Futsal Pescara, era ora

Probabilmente l’abito non fa il monaco, ma forse questo vale strettamente nell’ambito monastico
La neonata formazione sportiva che raccoglie tre società sotto una nuova unica denominazione è una novità certamente benvenuta ma forse anche attesa troppo.

L’identificazione di un marchio è componente fondamentale nella relazione tra cliente, si i tifosi sono clienti e fornitore di un bene. Il logotipo, in tutte le sue componenti è parte essenziale del processo di identificazione tra tifosi e squadra.

Sventolano i colori, lo stemma quindi diventa elemento essenziale, fondante.
Ho chiesto ad alcuni amici che svolgono la propria professione nel campo della comunicazione audiovisiva di offrirmi la loro collaborazione nell’esaminare i tre vecchi simboli delle squadre.

Nel primo spicca la presenza del naming sponsor abbreviato. Questo non aiuta certo nel riconoscerlo, c’è un leone che sembra portare qualcosa tra le zampe anteriori. Si potrebbe ipotizzare un pallone da rugby a meno che con uno slancio di creatività non si immagini Goku intento a lanciare la Sfera del Drago.

Il secondo ha un lettering pessimo, il font è un corsivo addirittura su due righe e con “C/5” come identificativo dello sport.
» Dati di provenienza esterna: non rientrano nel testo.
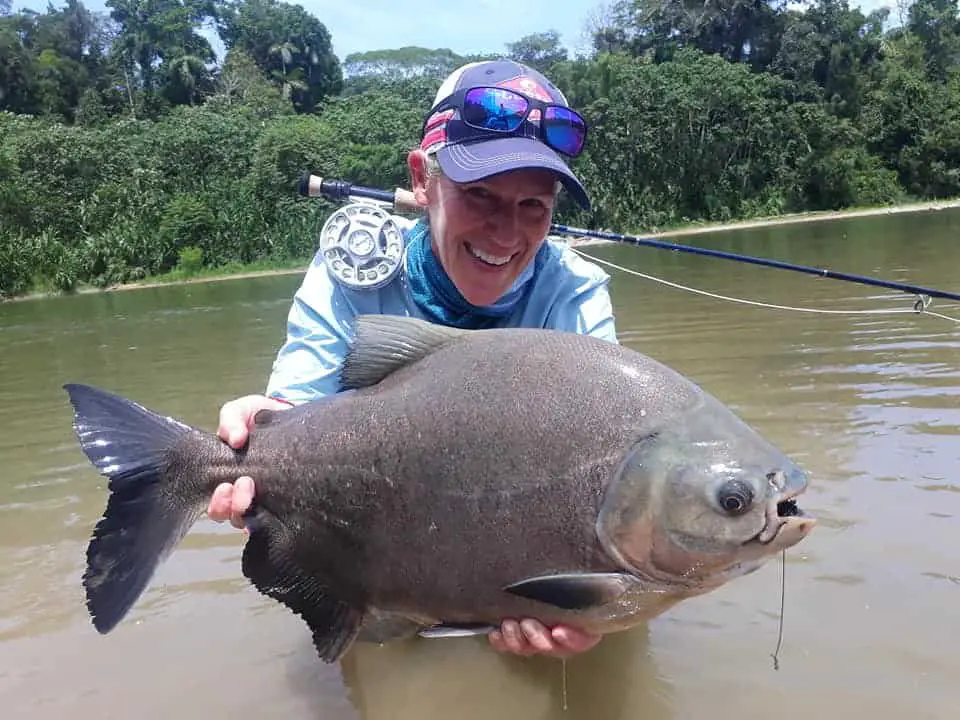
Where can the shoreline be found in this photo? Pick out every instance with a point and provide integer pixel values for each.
(775, 220)
(572, 241)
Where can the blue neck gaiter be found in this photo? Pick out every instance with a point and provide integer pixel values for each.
(438, 297)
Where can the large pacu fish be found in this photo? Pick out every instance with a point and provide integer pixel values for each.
(459, 478)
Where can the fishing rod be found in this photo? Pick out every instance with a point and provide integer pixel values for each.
(403, 201)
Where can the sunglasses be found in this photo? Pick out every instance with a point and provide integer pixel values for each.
(500, 110)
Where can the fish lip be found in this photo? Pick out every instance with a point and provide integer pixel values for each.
(782, 511)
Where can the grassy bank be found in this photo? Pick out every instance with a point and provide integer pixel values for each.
(237, 271)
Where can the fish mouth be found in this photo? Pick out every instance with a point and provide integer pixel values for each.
(786, 523)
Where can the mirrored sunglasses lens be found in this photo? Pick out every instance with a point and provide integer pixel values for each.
(493, 109)
(565, 130)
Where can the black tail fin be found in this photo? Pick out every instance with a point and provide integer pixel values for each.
(145, 516)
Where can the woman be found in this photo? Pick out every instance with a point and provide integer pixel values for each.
(487, 174)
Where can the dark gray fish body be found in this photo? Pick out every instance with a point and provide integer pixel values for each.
(461, 478)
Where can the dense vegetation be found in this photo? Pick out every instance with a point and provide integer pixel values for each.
(127, 148)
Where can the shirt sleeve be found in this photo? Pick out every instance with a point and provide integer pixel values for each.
(318, 331)
(584, 306)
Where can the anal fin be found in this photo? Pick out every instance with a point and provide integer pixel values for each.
(444, 630)
(270, 566)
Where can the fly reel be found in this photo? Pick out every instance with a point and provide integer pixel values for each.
(362, 246)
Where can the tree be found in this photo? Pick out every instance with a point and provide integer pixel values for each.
(290, 46)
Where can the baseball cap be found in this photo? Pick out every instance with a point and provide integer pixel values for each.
(467, 154)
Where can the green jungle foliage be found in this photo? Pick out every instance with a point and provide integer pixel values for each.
(127, 149)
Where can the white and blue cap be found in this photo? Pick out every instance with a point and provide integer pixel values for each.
(477, 133)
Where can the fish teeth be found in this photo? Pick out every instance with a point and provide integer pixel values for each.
(489, 259)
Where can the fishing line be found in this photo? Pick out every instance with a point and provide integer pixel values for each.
(921, 305)
(783, 601)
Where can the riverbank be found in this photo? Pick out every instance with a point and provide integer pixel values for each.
(819, 216)
(234, 272)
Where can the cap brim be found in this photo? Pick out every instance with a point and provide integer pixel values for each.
(469, 162)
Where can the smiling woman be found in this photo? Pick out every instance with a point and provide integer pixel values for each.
(478, 258)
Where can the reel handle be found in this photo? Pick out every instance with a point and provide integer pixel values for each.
(314, 186)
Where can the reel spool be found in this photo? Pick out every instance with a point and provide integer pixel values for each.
(362, 246)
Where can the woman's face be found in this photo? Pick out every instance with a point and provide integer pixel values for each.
(486, 232)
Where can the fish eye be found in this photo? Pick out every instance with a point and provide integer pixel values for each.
(735, 497)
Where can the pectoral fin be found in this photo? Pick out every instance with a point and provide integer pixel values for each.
(269, 564)
(574, 591)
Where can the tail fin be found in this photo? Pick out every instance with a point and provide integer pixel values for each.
(145, 517)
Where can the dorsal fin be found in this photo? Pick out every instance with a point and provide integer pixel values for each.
(383, 344)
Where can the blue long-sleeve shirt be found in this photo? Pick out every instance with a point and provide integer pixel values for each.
(566, 293)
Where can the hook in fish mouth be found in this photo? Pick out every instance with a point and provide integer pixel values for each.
(783, 513)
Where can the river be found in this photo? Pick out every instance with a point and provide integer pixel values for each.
(868, 403)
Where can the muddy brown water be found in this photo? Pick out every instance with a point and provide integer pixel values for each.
(869, 403)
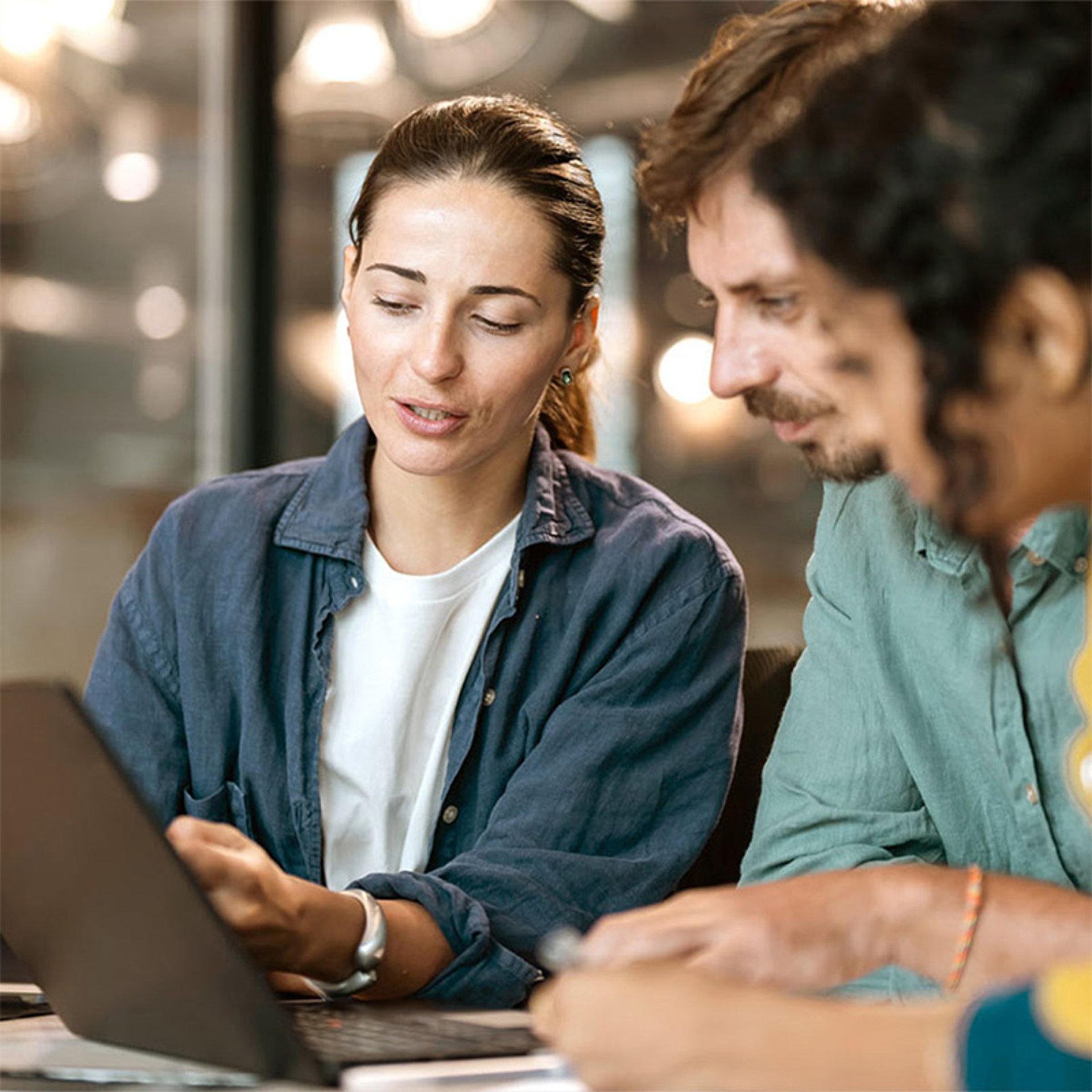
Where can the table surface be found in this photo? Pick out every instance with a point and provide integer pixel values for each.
(41, 1053)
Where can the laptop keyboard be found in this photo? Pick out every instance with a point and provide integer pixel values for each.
(359, 1032)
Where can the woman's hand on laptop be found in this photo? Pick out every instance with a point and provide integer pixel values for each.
(293, 925)
(287, 923)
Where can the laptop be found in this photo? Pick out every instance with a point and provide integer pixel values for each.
(128, 950)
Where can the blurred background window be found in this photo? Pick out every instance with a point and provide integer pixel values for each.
(175, 183)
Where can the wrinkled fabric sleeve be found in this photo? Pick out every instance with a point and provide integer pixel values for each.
(837, 792)
(133, 692)
(610, 808)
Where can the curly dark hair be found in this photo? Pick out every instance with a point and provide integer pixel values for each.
(938, 169)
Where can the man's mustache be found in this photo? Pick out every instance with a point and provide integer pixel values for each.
(776, 406)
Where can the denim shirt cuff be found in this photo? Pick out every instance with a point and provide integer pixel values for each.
(484, 972)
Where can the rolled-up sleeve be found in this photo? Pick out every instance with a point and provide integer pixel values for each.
(837, 791)
(611, 806)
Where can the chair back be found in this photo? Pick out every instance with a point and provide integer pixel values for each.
(767, 675)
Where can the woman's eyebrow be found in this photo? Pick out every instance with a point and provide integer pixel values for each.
(400, 270)
(504, 289)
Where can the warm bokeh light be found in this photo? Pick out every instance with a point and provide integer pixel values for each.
(160, 312)
(445, 19)
(42, 306)
(682, 373)
(20, 117)
(82, 14)
(610, 11)
(131, 176)
(345, 53)
(27, 27)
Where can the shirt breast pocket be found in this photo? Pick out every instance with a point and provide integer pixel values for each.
(228, 804)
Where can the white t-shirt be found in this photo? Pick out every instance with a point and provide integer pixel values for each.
(401, 652)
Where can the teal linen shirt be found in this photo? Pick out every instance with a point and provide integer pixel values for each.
(923, 724)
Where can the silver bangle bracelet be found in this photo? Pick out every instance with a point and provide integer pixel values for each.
(369, 952)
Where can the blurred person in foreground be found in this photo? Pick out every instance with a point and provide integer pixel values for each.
(926, 718)
(421, 681)
(944, 185)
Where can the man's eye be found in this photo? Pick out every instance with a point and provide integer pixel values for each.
(392, 306)
(498, 328)
(780, 307)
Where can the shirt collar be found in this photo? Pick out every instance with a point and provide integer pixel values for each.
(1060, 535)
(329, 514)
Somiglia più ad un numero civico. I colori sono quantomeno a contrasto, ma il gabbiano non ha nessun riferimento alla città sede della squadra. Potrebbe evocare la libertà del Gabbiano di Livingston, oppure il volatile che saluta le navi in prossimità della terra ferma. I più maliziosi potrebbero ricordare invece che i gabbiani oggi giorni svolazzano sulle discariche.
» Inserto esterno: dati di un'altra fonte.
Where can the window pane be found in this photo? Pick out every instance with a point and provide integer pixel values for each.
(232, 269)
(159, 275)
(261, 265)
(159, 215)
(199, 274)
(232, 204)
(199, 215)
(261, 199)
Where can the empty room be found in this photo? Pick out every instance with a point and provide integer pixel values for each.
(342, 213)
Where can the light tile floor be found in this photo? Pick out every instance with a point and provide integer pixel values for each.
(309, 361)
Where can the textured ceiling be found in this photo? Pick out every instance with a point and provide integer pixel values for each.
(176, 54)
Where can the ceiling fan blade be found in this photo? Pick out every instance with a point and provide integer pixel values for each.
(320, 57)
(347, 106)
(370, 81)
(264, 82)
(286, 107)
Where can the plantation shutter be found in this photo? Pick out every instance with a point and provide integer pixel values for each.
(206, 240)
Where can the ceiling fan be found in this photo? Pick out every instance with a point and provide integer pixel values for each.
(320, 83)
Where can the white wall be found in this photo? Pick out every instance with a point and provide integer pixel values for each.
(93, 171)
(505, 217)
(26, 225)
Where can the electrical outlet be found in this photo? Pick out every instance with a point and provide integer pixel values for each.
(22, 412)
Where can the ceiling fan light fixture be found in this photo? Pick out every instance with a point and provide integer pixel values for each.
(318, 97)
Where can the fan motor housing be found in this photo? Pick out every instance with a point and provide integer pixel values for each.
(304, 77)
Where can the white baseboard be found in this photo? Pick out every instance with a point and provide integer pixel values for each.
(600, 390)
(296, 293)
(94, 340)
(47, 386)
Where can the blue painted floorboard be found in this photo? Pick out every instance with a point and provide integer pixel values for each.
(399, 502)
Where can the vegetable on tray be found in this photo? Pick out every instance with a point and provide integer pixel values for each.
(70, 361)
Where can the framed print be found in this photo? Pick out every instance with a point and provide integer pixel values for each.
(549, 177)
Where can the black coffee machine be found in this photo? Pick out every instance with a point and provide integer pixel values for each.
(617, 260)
L’ultimo ha il naming sponsor per intero, l’indicativo della città. Rivedibile la scelta dell’abbreviazione “C5”. Il C4 ad esempio è un noto esplosivo anche ad uso militare. Si poteva fare di meglio. La tigre. A Pescara, tigri non ne ho mai viste. Forse al circo. Però così ho l’impressione che si possa dare ragione a quelli che definiscono con tono dispregiativo “giostrai” i pescaresi. La tigre potrebbe anche far pensare a Salgari, a Kabir Bedi e insomma alle tigri di Mompracen.
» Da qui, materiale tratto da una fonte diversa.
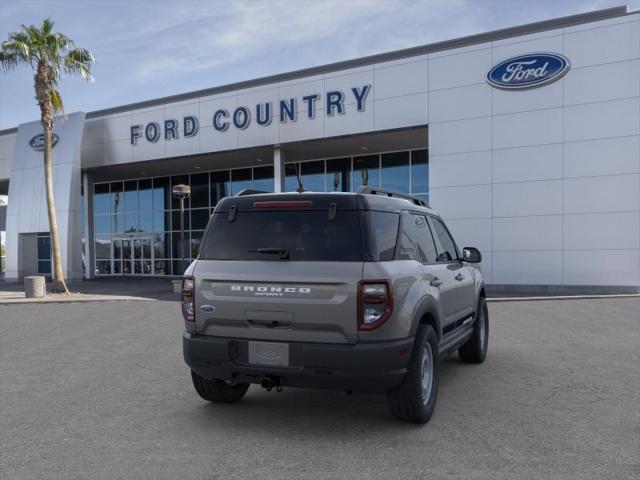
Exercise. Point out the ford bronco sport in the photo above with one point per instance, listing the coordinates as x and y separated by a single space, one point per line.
358 291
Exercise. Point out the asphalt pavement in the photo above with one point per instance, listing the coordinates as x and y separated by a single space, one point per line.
100 391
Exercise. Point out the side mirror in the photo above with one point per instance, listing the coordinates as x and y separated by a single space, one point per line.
471 255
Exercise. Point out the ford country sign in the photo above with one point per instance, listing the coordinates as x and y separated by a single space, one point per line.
37 142
528 71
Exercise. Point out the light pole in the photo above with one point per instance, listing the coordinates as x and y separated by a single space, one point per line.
182 192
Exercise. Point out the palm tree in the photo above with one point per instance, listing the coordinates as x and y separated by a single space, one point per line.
50 55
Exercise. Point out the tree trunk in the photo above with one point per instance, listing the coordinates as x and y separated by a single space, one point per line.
59 284
43 94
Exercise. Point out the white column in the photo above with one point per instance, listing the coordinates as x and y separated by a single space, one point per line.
278 170
87 201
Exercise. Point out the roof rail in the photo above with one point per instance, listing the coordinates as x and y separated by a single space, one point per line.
390 193
249 191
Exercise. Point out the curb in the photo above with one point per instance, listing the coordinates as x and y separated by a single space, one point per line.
561 297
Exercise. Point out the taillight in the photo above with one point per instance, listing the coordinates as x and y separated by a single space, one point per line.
188 308
375 303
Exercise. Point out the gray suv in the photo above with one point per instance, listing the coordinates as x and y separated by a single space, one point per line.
358 291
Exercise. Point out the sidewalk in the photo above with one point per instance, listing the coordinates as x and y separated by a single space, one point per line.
104 289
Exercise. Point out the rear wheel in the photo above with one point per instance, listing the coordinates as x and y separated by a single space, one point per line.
218 391
475 349
415 399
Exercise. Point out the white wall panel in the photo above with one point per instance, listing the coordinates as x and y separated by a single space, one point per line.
602 267
472 232
527 233
527 198
460 136
407 111
601 120
471 168
352 121
506 101
608 156
460 103
596 231
462 202
403 79
603 45
541 162
613 193
527 128
602 82
527 268
459 69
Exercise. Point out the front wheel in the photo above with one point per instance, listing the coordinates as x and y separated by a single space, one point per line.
218 391
475 349
415 399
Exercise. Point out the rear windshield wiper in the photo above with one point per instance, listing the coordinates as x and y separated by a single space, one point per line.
283 252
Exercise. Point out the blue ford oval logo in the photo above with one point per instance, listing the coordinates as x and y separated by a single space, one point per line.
528 71
37 142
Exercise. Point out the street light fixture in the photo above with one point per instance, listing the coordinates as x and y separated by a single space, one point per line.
182 192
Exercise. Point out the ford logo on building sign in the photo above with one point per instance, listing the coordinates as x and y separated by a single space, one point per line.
37 142
528 71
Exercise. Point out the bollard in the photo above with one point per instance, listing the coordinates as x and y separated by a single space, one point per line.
34 287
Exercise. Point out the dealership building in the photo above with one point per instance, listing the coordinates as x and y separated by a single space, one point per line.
526 140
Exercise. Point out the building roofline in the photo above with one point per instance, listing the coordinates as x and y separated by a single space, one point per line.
459 42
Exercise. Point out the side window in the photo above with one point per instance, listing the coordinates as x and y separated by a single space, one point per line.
424 241
415 241
449 251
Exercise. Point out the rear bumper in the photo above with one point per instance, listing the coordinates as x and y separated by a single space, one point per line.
365 367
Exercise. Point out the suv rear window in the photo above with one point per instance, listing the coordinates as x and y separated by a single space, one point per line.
295 235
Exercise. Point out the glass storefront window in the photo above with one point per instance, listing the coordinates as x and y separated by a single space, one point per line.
339 175
103 247
395 171
366 171
263 179
199 218
313 176
131 196
175 220
240 180
101 198
179 180
144 211
161 194
419 171
200 190
145 195
196 239
161 221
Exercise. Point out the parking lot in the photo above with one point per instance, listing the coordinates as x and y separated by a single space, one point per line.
99 390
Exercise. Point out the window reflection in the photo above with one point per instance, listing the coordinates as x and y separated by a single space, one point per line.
395 171
366 171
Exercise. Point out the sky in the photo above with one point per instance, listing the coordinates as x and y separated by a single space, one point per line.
146 49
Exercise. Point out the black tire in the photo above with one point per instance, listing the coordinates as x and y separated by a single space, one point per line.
408 402
475 349
218 391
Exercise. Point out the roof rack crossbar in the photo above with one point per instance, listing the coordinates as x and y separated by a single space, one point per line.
249 191
391 193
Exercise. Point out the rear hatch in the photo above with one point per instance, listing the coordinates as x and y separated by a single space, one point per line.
283 268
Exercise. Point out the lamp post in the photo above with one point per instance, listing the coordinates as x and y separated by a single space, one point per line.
182 192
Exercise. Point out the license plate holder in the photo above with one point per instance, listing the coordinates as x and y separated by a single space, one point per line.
269 353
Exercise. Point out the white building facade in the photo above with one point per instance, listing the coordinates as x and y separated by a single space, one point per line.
526 140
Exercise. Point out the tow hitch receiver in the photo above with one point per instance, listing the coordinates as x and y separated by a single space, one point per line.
269 383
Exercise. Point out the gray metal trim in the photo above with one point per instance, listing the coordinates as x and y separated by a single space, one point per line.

Benvenuto quindi il restyling. Il nuovo logo mostra un minimo di studio, di processo creativo, alla base della sua realizzazione. C’è il delfino, simbolo del Pescara Calcio, elemento imprescindibile per ogni tifoso della curva nord dell’Adriatico. Perchè “Stadio Cornacchia” non esiste alla stregua di Piazza della Rinascita esiste solo su Google Maps.
La coda del mammifero forma una P, rimando alla denominazione della squadra.
Lettering ordinato, pulito e facilmente riconoscibile. I colori sono l’ultimo anello di congiunzione con la realtà sportiva territoriale e quella particolare di queste tre squadre.
Pescara Futsal, Pescara Futsal Femminile e Academy.
Un lavoro dignitoso, funzionale e decisamente in linea con le espressioni più diffuse sul tema logo sportivo.

Ora i tifosi del calcio, potranno, se vorranno, utilizzare gli stessi colori della loro squadra del cuore e farli sventolare davanti ad altre compagini che potrebbero offrire loro più soddisfazioni di quelle che nel recentissimo passato ha offerto la Pescara Calcio. Perché se la squadra si sostiene anche nelle difficoltà della Serie C, perché non affollare gli spagli di due squadre che giocano in Serie A?

E’ già successo, c’ero su quelle gradinate. A guardare verso la curva del “Papa Giovanni” affollata con le nuove leve della Curva Nord, durante una finale scudetto di calcio a 5. Perché “nu seme nu” è una roba che qui t’insegnano da piccoli, come la rivalità con il Chieti e la Lazio. Quel delfino significa qualcosa e quel bianco e azzurro è il “colore del cielo e il colore del mare”.